在列表中删除特定的连续重复项

Question

在列表中删除特定的连续重复项

4

我有一个字符串列表，类似于这样：

['**', 'foo', '*', 'bar', 'bar', '**', '**', 'baz']

我想用一个单独的 '**' 替换 '**', '**'，但保留 'bar', 'bar'。也就是说，将任何连续数量的 '**' 替换为一个。我的当前代码如下：

p = ['**', 'foo', '*', 'bar', 'bar', '**', '**', 'baz']
np = [p[0]]
for pi in range(1,len(p)):
  if p[pi] == '**' and np[-1] == '**':
    continue
  np.append(p[pi])

有没有更符合Python风格的方法来处理这个问题？

- user408952

如果有三个 ** 连在一起会发生什么？它们应该缩减为两个 ** 还是一个？ - Daniel Stutzbach

@Daniel： "即用单个''替换任何连续的''数。" - senderle

6个回答

3

在我看来，这是符合Python风格的。

result = [v for i, v in enumerate(L) if L[i:i+2] != ["**", "**"]]

唯一的“诡计”是当 i == len(L)-1 时，L[i:i+2] 是一个元素列表。

请注意，当然可以将相同的表达式用作生成器。

- 6502

如果您使用enumerate，它将更符合Python的风格：[v for i, v in enumerate(L) if L[i:i+2] != ['**', '**']]。 - John Machin

1

这个可以工作。
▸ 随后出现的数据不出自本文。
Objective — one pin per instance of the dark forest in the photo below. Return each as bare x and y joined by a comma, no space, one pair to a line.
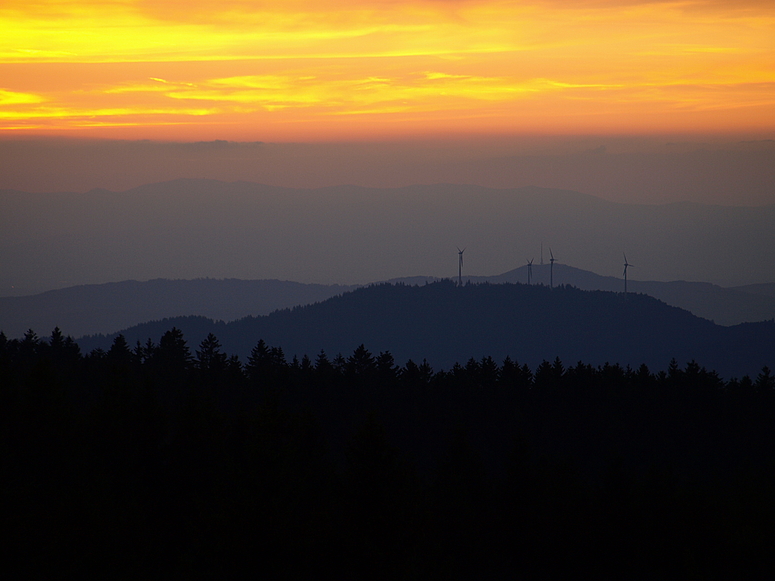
165,460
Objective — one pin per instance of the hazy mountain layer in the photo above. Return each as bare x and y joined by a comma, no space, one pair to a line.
197,228
93,309
106,308
448,324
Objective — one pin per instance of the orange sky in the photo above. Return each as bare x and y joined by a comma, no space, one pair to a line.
353,69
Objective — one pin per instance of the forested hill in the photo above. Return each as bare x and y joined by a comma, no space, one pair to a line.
446,324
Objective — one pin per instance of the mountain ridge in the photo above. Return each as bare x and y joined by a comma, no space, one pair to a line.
445,324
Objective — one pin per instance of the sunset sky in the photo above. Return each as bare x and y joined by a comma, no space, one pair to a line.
329,70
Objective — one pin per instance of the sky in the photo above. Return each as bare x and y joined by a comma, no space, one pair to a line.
415,91
323,70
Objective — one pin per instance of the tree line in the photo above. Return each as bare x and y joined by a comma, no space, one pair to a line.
156,458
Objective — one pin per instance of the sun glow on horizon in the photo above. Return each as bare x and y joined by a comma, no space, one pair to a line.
246,69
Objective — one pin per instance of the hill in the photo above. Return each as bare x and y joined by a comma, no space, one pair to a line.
448,324
187,229
106,308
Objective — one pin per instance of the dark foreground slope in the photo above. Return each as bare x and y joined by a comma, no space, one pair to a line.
448,324
158,462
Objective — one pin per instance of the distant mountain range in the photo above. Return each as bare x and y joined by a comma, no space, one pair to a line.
447,324
106,308
187,229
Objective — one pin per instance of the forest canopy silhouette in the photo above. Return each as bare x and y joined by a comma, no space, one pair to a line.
181,460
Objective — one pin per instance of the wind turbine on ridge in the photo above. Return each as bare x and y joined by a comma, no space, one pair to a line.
626,264
460,266
551,269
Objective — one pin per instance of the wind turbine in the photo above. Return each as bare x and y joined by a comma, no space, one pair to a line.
551,269
460,266
626,264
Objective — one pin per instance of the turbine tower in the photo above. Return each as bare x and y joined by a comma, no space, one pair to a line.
460,266
626,264
551,269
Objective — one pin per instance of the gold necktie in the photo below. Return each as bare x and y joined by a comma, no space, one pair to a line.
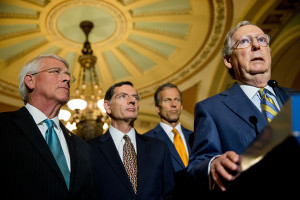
130,161
180,147
269,108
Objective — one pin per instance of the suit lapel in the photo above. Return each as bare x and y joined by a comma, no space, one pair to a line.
25,122
241,105
161,134
108,148
72,152
142,157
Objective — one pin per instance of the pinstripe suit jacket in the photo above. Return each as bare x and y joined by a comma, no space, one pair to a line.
29,170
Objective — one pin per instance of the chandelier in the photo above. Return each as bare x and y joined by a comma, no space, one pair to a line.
87,118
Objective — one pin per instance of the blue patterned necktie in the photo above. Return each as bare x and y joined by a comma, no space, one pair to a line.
268,106
56,149
130,162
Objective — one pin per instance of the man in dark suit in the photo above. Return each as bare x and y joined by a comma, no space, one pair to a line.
168,104
228,122
150,174
29,166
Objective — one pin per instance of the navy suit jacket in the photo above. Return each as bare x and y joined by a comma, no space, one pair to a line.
224,122
155,175
28,168
183,186
159,133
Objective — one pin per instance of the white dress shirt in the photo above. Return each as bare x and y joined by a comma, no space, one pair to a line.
168,129
253,94
117,137
39,118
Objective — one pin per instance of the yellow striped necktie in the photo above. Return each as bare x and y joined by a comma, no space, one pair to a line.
180,147
269,108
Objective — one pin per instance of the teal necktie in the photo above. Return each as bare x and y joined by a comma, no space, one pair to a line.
56,149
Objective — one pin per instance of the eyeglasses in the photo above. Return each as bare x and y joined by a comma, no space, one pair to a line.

不确定它有多符合Python的风格。

import itertools

p = ['**', 'foo', '*', 'bar', 'bar', '**', '**', 'baz']

q = []
for key, iter in itertools.groupby(p):
    q.extend([key] * (1 if key == '**' else len(list(iter))))

print(q)

- Tom Zych

1

使用 groupby 是一个好的选择，但是你能不能直接这样做呢？q.extend([key] if key == '**' else list(iter))？ - senderle

噢，说得好。我对itertools还不太熟悉，所以我改编了一个我找到的食谱。谢谢！ - Tom Zych

@eyquem，我鼓励Tom Zych编辑他的答案，但我认为基于groupby的一般思路是最好的解决方案——正如您在答案中基本上复制它的方式一样。 - senderle

1

from itertools import groupby

p = ['**', 'foo', '*', 'bar', 'bar', '**', '**', 'baz']
keep = set(['foo',  'bar', 'baz'])
result = []

for k, g in groupby(p):
    if k in keep:
        result.extend(list(g))
    else:
        result.append(k)

- dugres

很遗憾你没有使用一个有用的测试，如果“k == '**'”而不是一个无用的集合。 - eyquem

@eyquem：使用集合可以使解决方案具有可扩展性/可维护性，您可以轻松地确定要“保留”或要“压缩”的内容。 - dugres

1

一个没有使用 itertools.groupby() 的解决方案：

p = ['**', 'foo', '*', 'bar', 'bar', '**', '**', '**', 'baz', '**', '**',
     'foo', '*','*', 'bar', 'bar','bar', '**', '**','foo','bar',]

def treat(A):
    prec = A[0]; yield prec
    for x in A[1:]:
        if (prec,x)!=('**','**'):  yield x
        prec = x

print p
print
print list(treat(p))

结果

['**', 'foo', '*', 'bar', 'bar', '**', '**', '**',  
 'baz', '**', '**',
 'foo', '*', '*', 'bar', 'bar','bar', '**', '**',
 'foo', 'bar']


['**', 'foo', '*', 'bar', 'bar', '**',
 'baz', '**',
 'foo', '*', '*', 'bar', 'bar', 'bar', '**',
 'foo', 'bar']

另一种解决方案，灵感来自dugres

from itertools import groupby

p = ['**', 'foo', '*', 'bar', 'bar', '**', '**', '**', 'baz', '**', '**',
     'foo', '*','*', 'bar', 'bar','bar', '**', '**','foo','bar',]

res = []
for k, g in groupby(p):
    res.extend(  ['**'] if k=='**' else list(g) )    
print res

这就像Tom Zych的解决方案，但更简单

.

编辑

p = ['**','**', 'foo', '*', 'bar', 'bar', '**', '**', '**', 'baz', '**', '**',
     'foo', '*','*', 'bar', 'bar','bar', '**', '**','foo','bar', '**', '**', '**']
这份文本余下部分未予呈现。